FX Harsono: Membaca Etnis Tionghoa 1948, Respon Masa Lalu Penuh Energi

Perupa FX Harsono mengelar karyanya. secara histori ia memindahkan kenangan lalu pada ruang Galeri. Potret masa lalu di Blitar dari keluarga Harsono.
Saat itu kekerasan yang terjadi di Blitar kepada Etnis tionghoa oleh kaum pribumi yang diduga sebagai mata-mata belanda. Inilah karya yang bergerak dari fakta pada saat bangsa Indonesia baru merdeka, kaum pribumi masih mengincar antek-antek dari bangsa Belanda.Dan pada zaman itu banyak kaum dari etnis
Tionghoa yang bersekolah di sekolah Belanda yang diduga bahwa mereka adalah mata-mata dari bangsa Belanda.
Hal filosofi kuat akan masa lalau ini diungkapkan oleh FX Harsono, perupa yang menggelar karyanya 1-6 november 2009 di Galeri Nasional,Jakarta ini memang mengejutkan.
Karyanya mengingat kan pada karya Christian Boltansky yang mamajang potret masa lalu para keluarga dan handai taulan. Kini karya Harsono menjadi catatan lain memang. Ia membaca tionghoa yang terkenal kriminalisasi.
“Orang Tionghoa diduga sebagai agen Belanda tetapi latar belakang dari dugaan tersebut tidak murni, karena adanya unsur politik dan unsur kriminal pada saat itu”, tutur FX Harsono.
Dikauinya pada saat itu pada zaman tersebut kaum etnis Tionghoa tidak diperbolehkan menggunakan nama cinanya di Indonesia. Ini merupakan pelecehan Hak Asasi Manusia, inilah karya saya saat ini responnya.
Pameran bertajuk “Victim In Indonesia 1948”. sebuah kekuatan kontemplasi Harsono akan masa lalu dimana Ia memiliki seorang ayah yang gemar memotret dan seorang ibu yang bersekolah di sekolah Belanda ingin mencoba untuk melihat identitas dari dirinya sendiri yang berdampak dari masa lalunya dan masa sekarang sebagai Indonesia keturunan Tionghoa yang diekspresikan lewat karyanya.
Ada banyak foto-foto,lukisan-lukisan, serta tulisan-tulisan berhuruf cina yang terpajang antara lain Foto tersebut adalah hasil foto ayah saya. “Ayah saya dulu tergabung dalam tim penggalian korban etnis Tionghoa”.
Penampilakn karya foto-foto konstruksi itu memang benar adanya. Adapula nama-nama korban yang dituliskan dalam bentuk huruf cina.
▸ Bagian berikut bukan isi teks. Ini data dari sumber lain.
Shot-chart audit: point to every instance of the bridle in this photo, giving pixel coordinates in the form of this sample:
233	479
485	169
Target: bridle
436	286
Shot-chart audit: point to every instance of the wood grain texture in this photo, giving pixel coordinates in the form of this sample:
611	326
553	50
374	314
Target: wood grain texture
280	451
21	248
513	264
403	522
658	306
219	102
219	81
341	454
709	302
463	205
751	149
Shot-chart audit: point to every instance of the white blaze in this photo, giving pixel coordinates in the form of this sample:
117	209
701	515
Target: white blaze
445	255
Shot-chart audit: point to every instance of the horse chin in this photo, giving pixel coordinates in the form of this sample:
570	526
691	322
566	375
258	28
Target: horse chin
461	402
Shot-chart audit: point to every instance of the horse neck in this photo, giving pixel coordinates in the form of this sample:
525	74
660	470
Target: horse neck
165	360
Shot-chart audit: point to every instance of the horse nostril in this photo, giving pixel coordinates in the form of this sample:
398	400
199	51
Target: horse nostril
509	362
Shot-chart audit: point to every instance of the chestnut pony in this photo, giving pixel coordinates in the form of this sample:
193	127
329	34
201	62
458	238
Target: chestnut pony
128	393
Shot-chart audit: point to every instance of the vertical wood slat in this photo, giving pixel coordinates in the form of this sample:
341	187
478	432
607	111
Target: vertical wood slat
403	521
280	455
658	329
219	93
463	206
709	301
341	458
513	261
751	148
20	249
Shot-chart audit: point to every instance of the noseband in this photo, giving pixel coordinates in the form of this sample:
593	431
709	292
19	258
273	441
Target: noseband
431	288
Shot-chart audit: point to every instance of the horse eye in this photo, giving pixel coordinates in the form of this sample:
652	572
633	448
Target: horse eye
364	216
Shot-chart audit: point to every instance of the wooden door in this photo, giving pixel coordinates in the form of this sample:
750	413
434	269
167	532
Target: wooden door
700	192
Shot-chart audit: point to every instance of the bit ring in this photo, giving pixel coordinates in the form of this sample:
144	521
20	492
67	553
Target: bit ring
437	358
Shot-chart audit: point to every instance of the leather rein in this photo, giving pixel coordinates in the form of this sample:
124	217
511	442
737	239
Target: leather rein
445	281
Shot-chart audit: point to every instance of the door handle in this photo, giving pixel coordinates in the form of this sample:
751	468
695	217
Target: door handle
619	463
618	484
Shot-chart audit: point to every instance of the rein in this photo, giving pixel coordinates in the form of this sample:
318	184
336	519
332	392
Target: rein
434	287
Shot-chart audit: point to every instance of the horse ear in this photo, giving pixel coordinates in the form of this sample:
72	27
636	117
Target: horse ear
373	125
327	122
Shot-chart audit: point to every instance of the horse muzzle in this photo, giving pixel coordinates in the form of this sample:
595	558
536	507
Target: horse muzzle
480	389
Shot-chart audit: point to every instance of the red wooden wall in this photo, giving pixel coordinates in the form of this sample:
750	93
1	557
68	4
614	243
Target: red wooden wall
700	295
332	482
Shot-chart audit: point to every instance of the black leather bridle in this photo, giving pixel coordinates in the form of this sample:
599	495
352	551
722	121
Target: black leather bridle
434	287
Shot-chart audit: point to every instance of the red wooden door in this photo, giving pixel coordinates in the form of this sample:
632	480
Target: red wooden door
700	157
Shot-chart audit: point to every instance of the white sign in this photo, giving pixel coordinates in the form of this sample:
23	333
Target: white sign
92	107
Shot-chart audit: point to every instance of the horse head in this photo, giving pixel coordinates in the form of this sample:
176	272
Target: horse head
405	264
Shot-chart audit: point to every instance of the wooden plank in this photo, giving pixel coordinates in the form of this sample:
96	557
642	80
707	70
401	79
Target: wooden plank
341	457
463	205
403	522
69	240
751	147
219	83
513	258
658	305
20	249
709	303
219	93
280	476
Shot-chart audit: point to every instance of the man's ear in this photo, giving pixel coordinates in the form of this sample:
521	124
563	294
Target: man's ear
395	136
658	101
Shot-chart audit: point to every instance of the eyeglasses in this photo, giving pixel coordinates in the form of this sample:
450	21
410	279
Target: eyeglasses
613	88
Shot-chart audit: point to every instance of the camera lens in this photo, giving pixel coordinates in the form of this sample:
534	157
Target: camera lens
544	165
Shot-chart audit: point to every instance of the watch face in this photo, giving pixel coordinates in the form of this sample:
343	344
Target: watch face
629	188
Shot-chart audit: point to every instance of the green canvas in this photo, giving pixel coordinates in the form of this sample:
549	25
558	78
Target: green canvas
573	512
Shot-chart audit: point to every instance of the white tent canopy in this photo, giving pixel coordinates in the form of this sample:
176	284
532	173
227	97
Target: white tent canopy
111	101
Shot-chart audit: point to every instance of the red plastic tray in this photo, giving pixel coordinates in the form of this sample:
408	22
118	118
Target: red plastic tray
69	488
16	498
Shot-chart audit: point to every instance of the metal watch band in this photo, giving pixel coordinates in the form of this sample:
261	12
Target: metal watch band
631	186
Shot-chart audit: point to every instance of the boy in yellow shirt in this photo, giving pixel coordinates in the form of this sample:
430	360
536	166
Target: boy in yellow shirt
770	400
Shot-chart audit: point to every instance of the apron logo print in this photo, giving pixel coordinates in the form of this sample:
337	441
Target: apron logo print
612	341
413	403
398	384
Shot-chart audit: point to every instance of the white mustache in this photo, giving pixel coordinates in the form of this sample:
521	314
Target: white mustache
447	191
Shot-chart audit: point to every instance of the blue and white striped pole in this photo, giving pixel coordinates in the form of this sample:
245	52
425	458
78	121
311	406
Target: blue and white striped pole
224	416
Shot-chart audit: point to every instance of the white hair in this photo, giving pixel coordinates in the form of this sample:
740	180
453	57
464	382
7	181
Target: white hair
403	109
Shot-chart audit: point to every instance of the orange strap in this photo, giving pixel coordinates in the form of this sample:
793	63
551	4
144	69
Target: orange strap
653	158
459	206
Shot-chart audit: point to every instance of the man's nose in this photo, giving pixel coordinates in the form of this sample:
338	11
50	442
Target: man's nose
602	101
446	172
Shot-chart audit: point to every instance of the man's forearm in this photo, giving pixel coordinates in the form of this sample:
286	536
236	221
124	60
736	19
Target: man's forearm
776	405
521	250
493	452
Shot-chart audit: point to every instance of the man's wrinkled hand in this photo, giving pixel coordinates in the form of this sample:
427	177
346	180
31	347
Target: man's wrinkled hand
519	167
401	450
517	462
Video-video dari nara sumber yang pada zaman sekarang masih hidup sebagain testimoni. ”Nara sumber tersebut kebanyakan teman dari Ibu saya yang dahulu mereka semua bersekolah di sekolah Belanda.” ujar Harsono. Dan kebanyakan dari mereka berkata bahwa adanya percampuran kebudayaan yang terjadi pada masa lalu, sehingga yang kena imbasnya adalah etnis Tionghoa.
Seniman lulusan Asri Yogkarta ini sejak tahun tahun 1975 menjadikan seniman kontemporer masa depan
saat ini. Paham juga dengan kritik yang kuat pada zaman sekarang ini khusunya lebih tegas lagi dalam mengurus rasialisme.
Karena adanya kaum minoritas dan suku-suku terbelakang yang sebenarnya mendeskriminasi masalah rasialisme untuk saat ini.